Medicare prescription drug coverage is mainly available to people who are 65 or older, although people receiving federal disability payments also can qualify. Bradford and Bradford note that "previous studies have suggested that Medicare patients may make up a relatively small percentage of people who use medical marijuana and that only 13–27 percent of people who used medical marijuana were ages fifty and older." But Kim et al.'s analysis of FARS data suggests a similar shift to cannabis from other medications is occurring among 21-to-40-year-olds, who account for the bulk of medical marijuana users.

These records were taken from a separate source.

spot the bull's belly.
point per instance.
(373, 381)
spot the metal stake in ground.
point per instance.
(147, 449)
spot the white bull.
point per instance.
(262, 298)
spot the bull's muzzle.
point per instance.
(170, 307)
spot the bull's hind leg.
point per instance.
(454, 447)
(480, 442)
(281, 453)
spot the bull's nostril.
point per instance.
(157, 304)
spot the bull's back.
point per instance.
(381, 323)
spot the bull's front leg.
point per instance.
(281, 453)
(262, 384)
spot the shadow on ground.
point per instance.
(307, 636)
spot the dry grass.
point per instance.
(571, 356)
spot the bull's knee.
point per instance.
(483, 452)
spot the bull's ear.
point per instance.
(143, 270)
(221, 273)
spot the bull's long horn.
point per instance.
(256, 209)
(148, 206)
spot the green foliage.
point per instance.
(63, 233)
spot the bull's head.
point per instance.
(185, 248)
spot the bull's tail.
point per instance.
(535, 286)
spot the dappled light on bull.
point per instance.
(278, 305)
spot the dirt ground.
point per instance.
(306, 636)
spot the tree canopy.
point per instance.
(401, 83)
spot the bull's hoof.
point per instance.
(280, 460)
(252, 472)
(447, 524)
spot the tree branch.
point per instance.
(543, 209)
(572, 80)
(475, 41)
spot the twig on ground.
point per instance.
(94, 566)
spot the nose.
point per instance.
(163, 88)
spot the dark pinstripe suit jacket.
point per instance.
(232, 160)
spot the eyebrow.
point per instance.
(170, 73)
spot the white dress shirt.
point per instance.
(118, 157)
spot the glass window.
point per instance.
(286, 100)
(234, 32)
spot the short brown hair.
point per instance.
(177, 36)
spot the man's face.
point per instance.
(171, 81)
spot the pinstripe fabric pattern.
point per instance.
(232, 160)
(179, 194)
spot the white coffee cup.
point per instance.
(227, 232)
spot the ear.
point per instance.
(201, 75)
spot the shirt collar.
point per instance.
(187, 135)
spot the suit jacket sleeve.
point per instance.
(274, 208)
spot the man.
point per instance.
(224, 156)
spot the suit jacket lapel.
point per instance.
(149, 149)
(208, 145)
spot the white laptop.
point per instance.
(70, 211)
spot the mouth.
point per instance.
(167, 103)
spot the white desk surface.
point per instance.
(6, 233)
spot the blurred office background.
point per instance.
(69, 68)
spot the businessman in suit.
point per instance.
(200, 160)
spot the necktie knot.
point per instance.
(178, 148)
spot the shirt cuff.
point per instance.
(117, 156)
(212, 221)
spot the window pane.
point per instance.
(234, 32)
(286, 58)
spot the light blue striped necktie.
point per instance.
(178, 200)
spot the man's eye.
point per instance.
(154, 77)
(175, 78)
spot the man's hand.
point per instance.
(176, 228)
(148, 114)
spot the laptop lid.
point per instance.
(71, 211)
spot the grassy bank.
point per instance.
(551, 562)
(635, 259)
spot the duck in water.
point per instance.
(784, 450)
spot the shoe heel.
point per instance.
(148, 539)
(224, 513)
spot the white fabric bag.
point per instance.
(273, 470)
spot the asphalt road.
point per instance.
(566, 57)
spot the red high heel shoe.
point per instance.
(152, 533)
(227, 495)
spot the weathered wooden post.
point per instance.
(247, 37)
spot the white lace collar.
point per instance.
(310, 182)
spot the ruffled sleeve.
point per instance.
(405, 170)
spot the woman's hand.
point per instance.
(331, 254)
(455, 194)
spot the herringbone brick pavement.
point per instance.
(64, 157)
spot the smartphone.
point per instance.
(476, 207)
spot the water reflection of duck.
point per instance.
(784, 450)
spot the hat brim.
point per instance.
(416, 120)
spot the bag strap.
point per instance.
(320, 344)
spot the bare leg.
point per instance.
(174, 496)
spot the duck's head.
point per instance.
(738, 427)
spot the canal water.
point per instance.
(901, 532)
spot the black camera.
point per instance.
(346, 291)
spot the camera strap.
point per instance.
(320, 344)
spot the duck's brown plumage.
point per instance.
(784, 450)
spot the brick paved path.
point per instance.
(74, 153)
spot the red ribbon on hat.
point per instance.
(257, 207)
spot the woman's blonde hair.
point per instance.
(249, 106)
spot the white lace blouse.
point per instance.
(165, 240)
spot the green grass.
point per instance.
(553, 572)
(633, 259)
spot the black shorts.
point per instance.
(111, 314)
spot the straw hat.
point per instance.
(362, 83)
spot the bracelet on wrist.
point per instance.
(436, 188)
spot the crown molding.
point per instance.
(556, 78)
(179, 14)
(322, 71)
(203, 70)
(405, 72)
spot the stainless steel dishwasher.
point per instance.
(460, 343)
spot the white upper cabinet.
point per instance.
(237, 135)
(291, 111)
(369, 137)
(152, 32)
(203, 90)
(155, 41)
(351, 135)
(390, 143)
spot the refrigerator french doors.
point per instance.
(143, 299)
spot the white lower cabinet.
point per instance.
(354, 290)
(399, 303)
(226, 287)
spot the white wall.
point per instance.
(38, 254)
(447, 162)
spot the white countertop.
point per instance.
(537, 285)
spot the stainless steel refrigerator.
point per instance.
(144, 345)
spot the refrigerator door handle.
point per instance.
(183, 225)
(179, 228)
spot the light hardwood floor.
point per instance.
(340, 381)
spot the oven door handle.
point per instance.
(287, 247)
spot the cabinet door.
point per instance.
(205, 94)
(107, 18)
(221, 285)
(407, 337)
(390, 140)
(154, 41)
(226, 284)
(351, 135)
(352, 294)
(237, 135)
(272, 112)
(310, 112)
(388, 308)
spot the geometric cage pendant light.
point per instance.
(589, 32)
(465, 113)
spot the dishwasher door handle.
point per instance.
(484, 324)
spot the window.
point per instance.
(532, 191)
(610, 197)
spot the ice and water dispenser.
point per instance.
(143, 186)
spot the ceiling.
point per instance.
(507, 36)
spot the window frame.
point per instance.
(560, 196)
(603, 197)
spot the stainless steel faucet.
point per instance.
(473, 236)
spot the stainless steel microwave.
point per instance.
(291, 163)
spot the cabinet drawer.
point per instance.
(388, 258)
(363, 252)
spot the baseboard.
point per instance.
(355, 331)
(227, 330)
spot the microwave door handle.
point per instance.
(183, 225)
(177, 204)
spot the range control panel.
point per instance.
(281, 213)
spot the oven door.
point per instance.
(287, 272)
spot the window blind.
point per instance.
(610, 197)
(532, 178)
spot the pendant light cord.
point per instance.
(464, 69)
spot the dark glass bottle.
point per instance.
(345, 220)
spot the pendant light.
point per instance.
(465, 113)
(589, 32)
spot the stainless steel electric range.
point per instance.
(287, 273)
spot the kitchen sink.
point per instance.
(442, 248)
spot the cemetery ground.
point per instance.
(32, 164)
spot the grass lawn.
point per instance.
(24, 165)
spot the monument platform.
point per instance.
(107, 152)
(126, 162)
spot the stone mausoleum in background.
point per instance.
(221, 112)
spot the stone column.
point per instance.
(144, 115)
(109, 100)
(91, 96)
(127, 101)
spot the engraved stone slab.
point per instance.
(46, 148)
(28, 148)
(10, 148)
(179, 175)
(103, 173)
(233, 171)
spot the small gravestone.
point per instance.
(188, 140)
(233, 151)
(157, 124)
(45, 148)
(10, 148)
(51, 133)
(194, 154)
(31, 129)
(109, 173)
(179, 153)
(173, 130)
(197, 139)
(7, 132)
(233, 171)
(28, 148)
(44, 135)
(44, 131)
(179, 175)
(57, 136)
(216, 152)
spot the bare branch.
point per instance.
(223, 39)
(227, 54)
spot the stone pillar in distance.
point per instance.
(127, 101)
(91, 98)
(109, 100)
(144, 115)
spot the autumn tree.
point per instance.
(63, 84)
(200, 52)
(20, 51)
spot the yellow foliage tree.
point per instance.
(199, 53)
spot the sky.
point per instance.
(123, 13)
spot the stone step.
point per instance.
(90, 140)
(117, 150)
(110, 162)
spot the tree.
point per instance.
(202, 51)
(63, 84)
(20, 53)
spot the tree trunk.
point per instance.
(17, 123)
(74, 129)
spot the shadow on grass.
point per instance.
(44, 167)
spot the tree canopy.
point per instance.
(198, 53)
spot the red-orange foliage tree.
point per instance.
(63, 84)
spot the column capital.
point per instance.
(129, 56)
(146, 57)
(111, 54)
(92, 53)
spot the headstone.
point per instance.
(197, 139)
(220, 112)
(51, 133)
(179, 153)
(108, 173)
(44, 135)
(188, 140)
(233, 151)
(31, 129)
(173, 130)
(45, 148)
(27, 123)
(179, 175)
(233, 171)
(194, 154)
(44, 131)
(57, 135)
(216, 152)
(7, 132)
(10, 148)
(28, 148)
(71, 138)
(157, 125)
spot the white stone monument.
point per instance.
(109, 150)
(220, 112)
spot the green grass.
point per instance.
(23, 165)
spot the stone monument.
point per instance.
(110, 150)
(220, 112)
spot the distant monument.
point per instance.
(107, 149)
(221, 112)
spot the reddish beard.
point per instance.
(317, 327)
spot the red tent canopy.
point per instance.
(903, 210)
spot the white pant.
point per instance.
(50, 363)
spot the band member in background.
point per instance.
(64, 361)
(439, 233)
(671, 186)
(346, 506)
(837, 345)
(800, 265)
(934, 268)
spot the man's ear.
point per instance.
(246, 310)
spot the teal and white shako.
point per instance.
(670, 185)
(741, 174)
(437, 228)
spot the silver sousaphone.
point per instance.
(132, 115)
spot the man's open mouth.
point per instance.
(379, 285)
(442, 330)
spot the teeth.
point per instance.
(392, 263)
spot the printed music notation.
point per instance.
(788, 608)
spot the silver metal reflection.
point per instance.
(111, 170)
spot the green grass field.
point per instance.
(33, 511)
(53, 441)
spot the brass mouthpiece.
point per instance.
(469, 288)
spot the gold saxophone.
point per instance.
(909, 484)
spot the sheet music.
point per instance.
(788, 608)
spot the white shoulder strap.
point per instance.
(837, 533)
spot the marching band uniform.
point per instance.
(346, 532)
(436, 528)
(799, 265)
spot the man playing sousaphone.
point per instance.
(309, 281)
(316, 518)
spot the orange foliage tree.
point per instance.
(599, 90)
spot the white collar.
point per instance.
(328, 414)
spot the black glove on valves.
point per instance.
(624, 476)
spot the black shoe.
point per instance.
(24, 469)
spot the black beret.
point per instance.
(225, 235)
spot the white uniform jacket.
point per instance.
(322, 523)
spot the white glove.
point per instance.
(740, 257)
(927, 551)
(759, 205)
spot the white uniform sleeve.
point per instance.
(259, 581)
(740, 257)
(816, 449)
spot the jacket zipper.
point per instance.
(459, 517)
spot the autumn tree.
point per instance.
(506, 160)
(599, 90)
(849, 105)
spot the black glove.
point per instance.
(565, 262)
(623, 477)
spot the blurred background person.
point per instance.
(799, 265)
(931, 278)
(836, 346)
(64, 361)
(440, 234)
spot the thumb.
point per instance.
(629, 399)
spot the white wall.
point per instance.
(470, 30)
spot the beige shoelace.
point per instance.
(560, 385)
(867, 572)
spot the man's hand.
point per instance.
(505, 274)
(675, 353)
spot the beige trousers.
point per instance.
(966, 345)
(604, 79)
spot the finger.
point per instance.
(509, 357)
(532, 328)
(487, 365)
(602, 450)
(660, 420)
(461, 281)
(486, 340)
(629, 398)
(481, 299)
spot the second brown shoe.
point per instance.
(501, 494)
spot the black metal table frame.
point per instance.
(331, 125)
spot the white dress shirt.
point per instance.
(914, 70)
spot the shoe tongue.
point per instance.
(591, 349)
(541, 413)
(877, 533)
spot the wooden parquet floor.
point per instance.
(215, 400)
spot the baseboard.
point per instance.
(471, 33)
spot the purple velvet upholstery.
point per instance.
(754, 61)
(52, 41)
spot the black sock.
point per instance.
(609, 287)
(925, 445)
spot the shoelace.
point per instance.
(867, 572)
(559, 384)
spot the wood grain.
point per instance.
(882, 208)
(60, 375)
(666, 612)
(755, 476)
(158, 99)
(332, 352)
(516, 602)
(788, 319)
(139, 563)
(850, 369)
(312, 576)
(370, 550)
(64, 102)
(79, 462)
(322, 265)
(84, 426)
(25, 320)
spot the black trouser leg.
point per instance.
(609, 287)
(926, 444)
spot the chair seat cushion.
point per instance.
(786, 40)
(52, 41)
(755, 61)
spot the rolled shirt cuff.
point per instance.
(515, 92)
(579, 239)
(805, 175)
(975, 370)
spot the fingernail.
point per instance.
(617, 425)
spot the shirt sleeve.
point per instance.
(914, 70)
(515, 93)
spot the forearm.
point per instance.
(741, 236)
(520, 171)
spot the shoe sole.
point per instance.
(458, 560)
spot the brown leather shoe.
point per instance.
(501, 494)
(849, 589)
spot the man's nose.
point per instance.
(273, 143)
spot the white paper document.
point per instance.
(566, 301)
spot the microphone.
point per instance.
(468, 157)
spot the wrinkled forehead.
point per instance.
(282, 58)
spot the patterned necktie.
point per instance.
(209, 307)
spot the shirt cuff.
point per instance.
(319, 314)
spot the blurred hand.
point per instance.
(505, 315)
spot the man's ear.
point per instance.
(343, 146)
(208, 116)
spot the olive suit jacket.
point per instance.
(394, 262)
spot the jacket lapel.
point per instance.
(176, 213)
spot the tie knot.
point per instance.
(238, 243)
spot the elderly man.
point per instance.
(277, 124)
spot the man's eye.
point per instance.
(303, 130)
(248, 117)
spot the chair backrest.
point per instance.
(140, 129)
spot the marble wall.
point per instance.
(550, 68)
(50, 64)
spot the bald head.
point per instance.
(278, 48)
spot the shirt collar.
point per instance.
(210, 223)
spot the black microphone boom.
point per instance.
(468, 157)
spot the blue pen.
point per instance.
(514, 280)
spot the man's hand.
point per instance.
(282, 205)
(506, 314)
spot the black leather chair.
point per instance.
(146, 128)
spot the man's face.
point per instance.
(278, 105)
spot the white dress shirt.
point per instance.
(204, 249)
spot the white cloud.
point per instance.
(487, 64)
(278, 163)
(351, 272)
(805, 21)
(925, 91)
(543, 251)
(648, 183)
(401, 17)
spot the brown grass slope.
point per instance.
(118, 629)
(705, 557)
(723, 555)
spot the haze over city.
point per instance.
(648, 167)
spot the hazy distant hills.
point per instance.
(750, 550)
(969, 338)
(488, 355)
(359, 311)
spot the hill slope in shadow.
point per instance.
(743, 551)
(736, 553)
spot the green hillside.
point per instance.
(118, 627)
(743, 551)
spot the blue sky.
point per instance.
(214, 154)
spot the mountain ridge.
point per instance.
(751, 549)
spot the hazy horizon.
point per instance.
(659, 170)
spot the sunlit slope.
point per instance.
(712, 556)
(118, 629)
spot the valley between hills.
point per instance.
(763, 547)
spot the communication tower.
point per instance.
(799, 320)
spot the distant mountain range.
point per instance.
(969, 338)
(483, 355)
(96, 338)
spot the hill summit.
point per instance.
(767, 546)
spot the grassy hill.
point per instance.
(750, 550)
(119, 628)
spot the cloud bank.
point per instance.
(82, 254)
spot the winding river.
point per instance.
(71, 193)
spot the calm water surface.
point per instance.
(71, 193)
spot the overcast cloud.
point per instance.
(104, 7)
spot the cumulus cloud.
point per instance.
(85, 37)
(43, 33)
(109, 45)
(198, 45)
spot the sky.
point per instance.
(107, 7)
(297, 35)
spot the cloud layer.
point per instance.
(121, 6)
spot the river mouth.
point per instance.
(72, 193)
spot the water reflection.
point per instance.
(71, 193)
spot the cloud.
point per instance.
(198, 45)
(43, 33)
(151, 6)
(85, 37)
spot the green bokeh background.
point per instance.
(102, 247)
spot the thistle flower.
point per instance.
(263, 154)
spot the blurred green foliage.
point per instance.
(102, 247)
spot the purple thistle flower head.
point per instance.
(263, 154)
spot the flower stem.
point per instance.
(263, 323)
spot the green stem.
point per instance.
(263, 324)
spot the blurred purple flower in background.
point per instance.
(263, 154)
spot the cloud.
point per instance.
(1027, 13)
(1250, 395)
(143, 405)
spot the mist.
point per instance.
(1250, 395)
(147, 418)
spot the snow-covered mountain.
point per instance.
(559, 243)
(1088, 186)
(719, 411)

Other studies indicate that replacing prescription drugs with marijuana reduces opioid-related deaths. A 2014 study reported in JAMA Internal Medicine, based on death certificate data from 1999 through 2010, found that "states with medical cannabis laws had a 24.8% lower mean annual opioid overdose mortality rate…compared with states without medical cannabis laws." Furthermore, internist Marcus Bachhuber and his co-authors reported, "such laws were associated with a lower rate of overdose mortality that generally strengthened over time," which makes sense if more patients are switching to marijuana from opioids (or choosing marijuana rather than opioids) each year.
The reduced rate of opioid-related fatalities translated into about 1,700 fewer deaths in 2010 alone. The researchers suggest several possible explanations for this effect. "Patients with chronic noncancer pain who would have otherwise initiated opioid analgesics may choose medical cannabis instead," Bachhuber et al. write. "In addition, patients already receiving opioid analgesics who start medical cannabis treatment may experience improved analgesia and decrease their opioid dose, thus potentially decreasing their dose-dependent risk of overdose. Finally, if medical cannabis laws lead to decreases in polypharmacy—particularly with benzodiazepines—in people taking opioid analgesics, overdose risk would be decreased."
That last possibility could be more significant than you might think, since opioid-related deaths typically involve mixtures with other drugs, with benzodiazepines playing a substantial and increasing role. Bradford and Bradford found that medical marijuana laws were associated with decreases in prescriptions for drugs used to treat anxiety and sleep disorders. Benzodiazepines are commonly used for both purposes.
A working paper published last year by the National Bureau of Economic Research confirmed that the legal availability of medical marijuana is associated with a relative decline in opioid-related deaths. RAND Corporation researcher David Powell and two colleagues extended Bachhuber et al.'s analysis by including three more years of data. They also looked at drug treatment admissions related to opioids and found that they became less common in states that implemented medical marijuana laws.
"We find fairly strong evidence…that states providing legal access to marijuana through dispensaries experience lower treatment admissions for addiction to pain medications," Powell et al. write. "We provide complementary evidence that dispensary provisions also reduced deaths due to opioid overdoses….Our findings suggest that providing broader access to medical marijuana may have the potential benefit of reducing abuse of highly addictive painkillers." Like Bachhuber et al., they found that the longer medical marijuana was legally available, the bigger the apparent benefit.
Even while sounding the alarm about an "opioid epidemic" that included a record number of painkiller-related deaths in 2014, the federal government insists marijuana has "no currently accepted medical use." Judging from these studies, its dogmatism may be deadly.